Hart is a driven individual, a man who trains meticulously, doesn’t drink and, according to Jackman, has about every Jonny Wilkinson training manual going. A psychologist might speculate that Hart’s inner tougher comes from the loss of his father when he was on the cusp of adolescence, a shattering experience from which he emerged all the stronger.
Hart’s father was a proud Irishman, his mother, Patricia, is a proud Frenchwoman from Toulouse, and a tough one at that. “I have such huge respect for my mum,” says Hart. “When my dad passed away she went back to work to the look after the three of us (Hart has two sisters). And I was pretty hard to handle as a kid but she did a great job. It was she who taught me that in life if you want something, you must go and get it.”
So that’s what Hart did with his rugby. Though he had a stint with Leinster Under 20s, that was about as good as it got in Ireland. So he returned to Clontarf and eventually got a call from Jackman inviting him to the Grenoble youth academy. Why not? thought Hart. He could speak the language, he knew the culture and so off he went. “The whole French approach is different,” explains Hart, who came off the bench in Grenoble’s Amlin cup defeat to Bayonne last week. “People are emotional. They scream and shout before a game and that can be a shock if you’re not used to it. But I know how the French react and that’s been a great help.”
Like many French scrum-halves, Hart has played a bit at 10, but Jackman says his game is very much in the Irish style, despite the fact he’s a goal-kicking No 9. “He’s more game management-orientated. His natural instinct is tactical.”
Hart agrees but adds that his style is evolving at Grenoble. “In Ireland I was more of a passing nine but I’m taking it on more in France, helped by the fact my speed and vision have really come on at Grenoble.”
Racing can vouch for that, Jonathan Sexton in particular, who probably didn’t expect to see a 22-year-old unknown get top billing. Hart had hoped to have a chat with Sexton after the Racing game but the big man wasn’t in the mood for banter after such an ignominious defeat. Not to worry, he found Ronan O’Gara much more approachable and even got the Racing kicking coach to pose for a photo. “That was a big thrill,” says Hart. “I’ve admired Ronan for a long time so to have him say he was very impressed with my kicking was great.”

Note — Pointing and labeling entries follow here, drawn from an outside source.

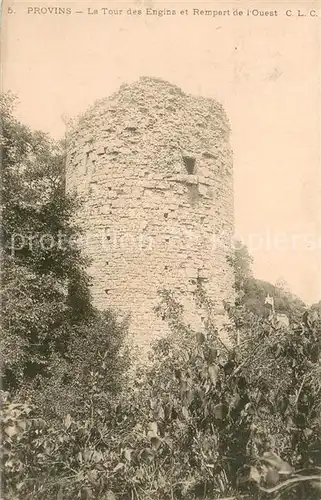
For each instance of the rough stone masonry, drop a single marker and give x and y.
(154, 167)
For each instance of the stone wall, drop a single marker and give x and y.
(154, 166)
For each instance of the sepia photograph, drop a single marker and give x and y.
(160, 250)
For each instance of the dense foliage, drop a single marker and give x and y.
(251, 292)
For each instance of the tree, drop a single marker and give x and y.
(251, 292)
(45, 288)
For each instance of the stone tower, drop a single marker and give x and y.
(154, 166)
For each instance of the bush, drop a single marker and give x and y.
(201, 421)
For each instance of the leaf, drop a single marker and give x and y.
(152, 428)
(275, 461)
(109, 496)
(152, 403)
(156, 442)
(200, 337)
(22, 424)
(272, 477)
(218, 411)
(118, 467)
(11, 430)
(148, 454)
(67, 421)
(161, 413)
(254, 475)
(128, 454)
(185, 412)
(213, 372)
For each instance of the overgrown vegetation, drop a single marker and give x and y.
(201, 421)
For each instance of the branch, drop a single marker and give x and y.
(290, 481)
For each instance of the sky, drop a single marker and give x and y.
(264, 70)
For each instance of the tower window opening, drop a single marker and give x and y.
(189, 163)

Hart found out about his ‘Oscar’ on the Monday after the game. The Grenoble squad were off on a team-bonding day and someone opened his copy of Midi Olympique and there was Hart, singled out as the star of the week. Needless to say his mates all had a good laugh, bowing down before the new star among them.

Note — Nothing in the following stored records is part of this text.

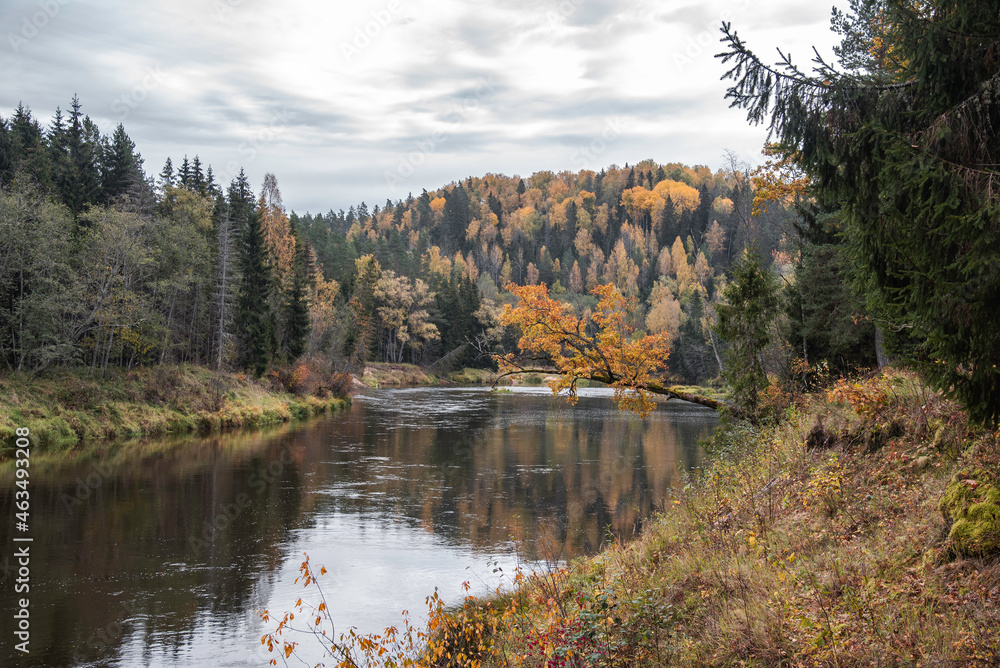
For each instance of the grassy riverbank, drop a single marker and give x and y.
(65, 408)
(864, 529)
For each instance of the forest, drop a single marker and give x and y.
(104, 264)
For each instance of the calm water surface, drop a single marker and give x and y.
(161, 557)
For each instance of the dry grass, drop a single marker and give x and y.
(67, 408)
(782, 555)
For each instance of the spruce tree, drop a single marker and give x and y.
(252, 315)
(745, 324)
(909, 147)
(122, 166)
(79, 184)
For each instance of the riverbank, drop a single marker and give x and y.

Jackman is confident Hart can handle his new found fame. In the days following his Oscar he did a raft of interviews for the Irish media and handled each one like a seasoned pro. One question that kept cropping up was his allegiance? If given the chance would he wear the green of Ireland?
“The funny thing is up until I was about 12 I always supported France in everything,” says Hart, when the strictly neutral Rugby World posed the question. “Then as I got older I became more patriotic towards Ireland.

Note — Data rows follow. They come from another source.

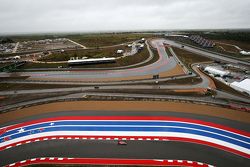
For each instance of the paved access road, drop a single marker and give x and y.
(164, 63)
(164, 136)
(206, 53)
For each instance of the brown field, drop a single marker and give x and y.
(130, 106)
(243, 45)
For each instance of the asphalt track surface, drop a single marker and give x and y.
(135, 149)
(164, 63)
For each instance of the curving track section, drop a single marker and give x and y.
(163, 64)
(130, 128)
(105, 161)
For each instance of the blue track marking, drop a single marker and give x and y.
(140, 126)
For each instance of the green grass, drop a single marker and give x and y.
(129, 60)
(90, 53)
(20, 86)
(96, 40)
(189, 58)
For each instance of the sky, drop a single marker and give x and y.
(42, 16)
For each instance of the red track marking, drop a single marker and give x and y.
(151, 118)
(145, 138)
(109, 161)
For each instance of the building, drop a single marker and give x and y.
(91, 61)
(242, 86)
(120, 51)
(214, 71)
(244, 52)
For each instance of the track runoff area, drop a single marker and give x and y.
(160, 128)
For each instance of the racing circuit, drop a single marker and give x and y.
(90, 136)
(167, 138)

“Obviously I don’t want to get ahead of myself, because I’m not even first-choice for Grenoble at the moment, but if in the future France approached me and Ireland have never given me a thought, I wouldn’t say no.”
But there’s a long time to go before that might happen. Scrum-half is one position where the French have strength in depth, and Ireland aren’t exactly short in the department. For the time being Hart’s happy to try and fill his mantelpieces with more Oscars.